1. NEW YORK METS: The trade of Lastings Milledge was unforgivably dumb, and they've got big problems at catcher and in the corner outfield spots (Angel Pagan started in left in the Mets' opener yesterday). There are also questions in the rotation - fifth starter Mike Pelfrey has done little in the minors to prove he's ready, and who knows what they'll get from Pedro Martinez. The core of this team, though, is so strong - David Wright, Carlos Beltran, Jose Reyes and the newly-acquired Johan Santana can hang with any other team's best four players - that New York should be able to hold off the Phillies and Braves. If one of those four goes down for any extended period, though, all bets are off.
2. PHILADELPHIA PHILLIES: Another team with a very strong core and a questionable supporting cast. Ryan Howard, Chase Utley, Jimmy Rollins and Cole Hamels are obviously great, but Hamels isn't a great bet to stay healthy. Which could be a big problem, since rotation depth is an issue - their third starter is Jamie Moyer, which tells you most of what you need to know. They've got some dubious players (like Pedro Feliz) in key roles and don't have a lot of minor-league talent that's likely to help anytime soon.
3. ATLANTA BRAVES: ESPN.com's pick of the Braves to win the World Series was a bad joke, but Atlanta is an interesting team, and they could sneak into the playoffs if the houses of cards the Mets and Phillies have built fall down. Like those teams, they have problems at the back of their rotation (Mike Hampton and Tom Glavine won't scare anyone, and it's too early to expect much from Jair Jurrjens). Unlike New York and Philadelphia, though, the Braves have decent contingency plans (including Jo Jo Reyes and Chuck James, both of whom will start the year at Class AAA Richmond). What they lack is serious star power - there's Mark Teixeira, Chipper Jones, John Smoltz and Tim Hudson, but Jones and Smoltz are big injury risks.
4. WASHINGTON NATIONALS: Not a great team by any stretch, but I'm going to make a point to watch 10 or 15 Nationals games this year.

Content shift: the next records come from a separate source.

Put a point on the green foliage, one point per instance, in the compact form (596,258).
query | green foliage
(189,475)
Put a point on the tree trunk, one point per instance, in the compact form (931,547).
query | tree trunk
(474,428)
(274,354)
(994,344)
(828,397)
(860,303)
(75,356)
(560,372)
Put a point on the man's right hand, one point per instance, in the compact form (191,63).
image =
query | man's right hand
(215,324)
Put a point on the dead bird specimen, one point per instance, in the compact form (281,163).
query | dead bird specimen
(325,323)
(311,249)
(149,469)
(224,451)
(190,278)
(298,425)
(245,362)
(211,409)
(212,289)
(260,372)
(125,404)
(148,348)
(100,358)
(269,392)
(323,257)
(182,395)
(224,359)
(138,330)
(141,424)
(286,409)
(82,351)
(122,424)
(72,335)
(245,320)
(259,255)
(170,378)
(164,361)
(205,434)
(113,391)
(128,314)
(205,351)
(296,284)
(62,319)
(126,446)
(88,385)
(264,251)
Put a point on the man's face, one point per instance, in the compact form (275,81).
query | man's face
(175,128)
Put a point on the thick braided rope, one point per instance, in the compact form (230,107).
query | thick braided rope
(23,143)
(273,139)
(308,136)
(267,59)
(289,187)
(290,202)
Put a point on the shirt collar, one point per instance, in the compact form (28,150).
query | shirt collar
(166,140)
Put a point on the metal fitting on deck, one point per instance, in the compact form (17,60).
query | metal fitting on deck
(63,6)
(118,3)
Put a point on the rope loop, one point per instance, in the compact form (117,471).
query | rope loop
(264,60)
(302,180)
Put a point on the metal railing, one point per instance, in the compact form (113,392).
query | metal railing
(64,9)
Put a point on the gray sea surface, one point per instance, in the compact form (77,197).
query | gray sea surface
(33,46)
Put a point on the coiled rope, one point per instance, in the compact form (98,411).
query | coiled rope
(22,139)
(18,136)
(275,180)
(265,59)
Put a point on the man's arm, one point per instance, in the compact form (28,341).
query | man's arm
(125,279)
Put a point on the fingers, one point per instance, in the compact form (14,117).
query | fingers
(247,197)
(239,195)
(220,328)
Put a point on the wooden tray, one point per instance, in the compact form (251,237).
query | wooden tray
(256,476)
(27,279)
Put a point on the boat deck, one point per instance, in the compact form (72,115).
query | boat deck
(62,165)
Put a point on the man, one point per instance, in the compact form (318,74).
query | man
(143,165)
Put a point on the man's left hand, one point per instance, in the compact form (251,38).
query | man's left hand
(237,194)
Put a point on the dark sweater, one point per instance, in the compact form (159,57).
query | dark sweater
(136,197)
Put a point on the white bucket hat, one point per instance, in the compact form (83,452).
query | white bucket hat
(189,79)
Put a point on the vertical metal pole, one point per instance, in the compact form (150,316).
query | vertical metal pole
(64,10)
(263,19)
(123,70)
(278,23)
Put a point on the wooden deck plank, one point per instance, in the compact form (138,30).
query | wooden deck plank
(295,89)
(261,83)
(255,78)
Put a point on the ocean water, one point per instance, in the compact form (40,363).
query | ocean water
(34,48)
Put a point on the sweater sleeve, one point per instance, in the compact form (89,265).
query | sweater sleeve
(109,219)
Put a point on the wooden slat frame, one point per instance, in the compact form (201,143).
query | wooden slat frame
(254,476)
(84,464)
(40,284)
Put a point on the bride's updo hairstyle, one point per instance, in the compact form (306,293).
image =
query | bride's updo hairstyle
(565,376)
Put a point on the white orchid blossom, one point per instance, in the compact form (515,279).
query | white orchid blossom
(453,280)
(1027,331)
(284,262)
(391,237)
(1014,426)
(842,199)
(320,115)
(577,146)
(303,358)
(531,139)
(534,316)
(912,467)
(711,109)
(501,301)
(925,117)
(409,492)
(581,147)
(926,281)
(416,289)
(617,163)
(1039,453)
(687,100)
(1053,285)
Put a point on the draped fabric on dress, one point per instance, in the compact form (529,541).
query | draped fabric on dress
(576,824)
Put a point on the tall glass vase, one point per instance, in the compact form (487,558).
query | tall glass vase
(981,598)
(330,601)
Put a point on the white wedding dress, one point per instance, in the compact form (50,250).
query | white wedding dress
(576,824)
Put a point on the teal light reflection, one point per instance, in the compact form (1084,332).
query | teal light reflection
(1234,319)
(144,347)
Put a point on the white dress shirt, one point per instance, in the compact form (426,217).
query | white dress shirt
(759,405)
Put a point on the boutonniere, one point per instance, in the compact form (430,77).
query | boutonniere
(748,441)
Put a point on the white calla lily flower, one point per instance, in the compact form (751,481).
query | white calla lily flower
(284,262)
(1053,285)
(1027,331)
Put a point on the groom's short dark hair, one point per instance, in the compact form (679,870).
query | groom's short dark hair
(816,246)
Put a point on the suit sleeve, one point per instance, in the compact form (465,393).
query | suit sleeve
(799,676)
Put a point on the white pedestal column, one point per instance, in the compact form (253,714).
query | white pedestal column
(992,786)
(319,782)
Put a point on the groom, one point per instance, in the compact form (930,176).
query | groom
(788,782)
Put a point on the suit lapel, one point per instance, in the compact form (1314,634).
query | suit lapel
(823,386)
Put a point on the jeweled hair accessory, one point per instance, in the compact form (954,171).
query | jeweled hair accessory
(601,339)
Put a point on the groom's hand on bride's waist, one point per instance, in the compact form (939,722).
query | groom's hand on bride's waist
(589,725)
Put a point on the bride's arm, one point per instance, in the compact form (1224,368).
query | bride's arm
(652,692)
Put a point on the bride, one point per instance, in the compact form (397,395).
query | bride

I watched maybe only five last year, and didn't really appreciate Manny Acta's awesome managing until I read the Nationals chapter in Baseball Prospectus 2008. Look at the Nationals' pitchers last year - it's stunning that they only allowed 783 runs, even in RFK. Only one pitcher threw more than 118 innings, and the Nats relied on so many no-name pitchers that looking at their staff can make you feel if you accidentally clicked on a Columbus Clippers page or something. Acta was a big part of the Nationals' overachieving, in that he used his relievers often and well and relied on unusual infield shifts, taking advantage of Ryan Zimmerman's outstanding range at third. Acta will have to pull off another zany high-wire act this year, but he'll have a couple more talented outfielders to work with (Milledge and Elijah Dukes), and Nick Johnson is back as well.
5. FLORIDA MARLINS: Almost as bad as the Giants, but in a different way. Sure, Cameron Maybin and Andrew Miller are interesting, and they've got some other talented youngsters in Hanley Ramirez, Dan Uggla and Jeremy Hermida, but what else is there? Their starting pitching, which looked so promising after 2006, completely came apart in 2007, and now they're starting the year with a four-man rotation that includes Miller (who isn't ready yet), Mark Hendrickson (terrible), Rick VandenHurk (6.83 ERA last year) and Scott Olsen (5.81 ERA last year). Their defense is a disaster. They'll score some runs, but will give back far more with their arms and gloves. This is probably a 100-loss team.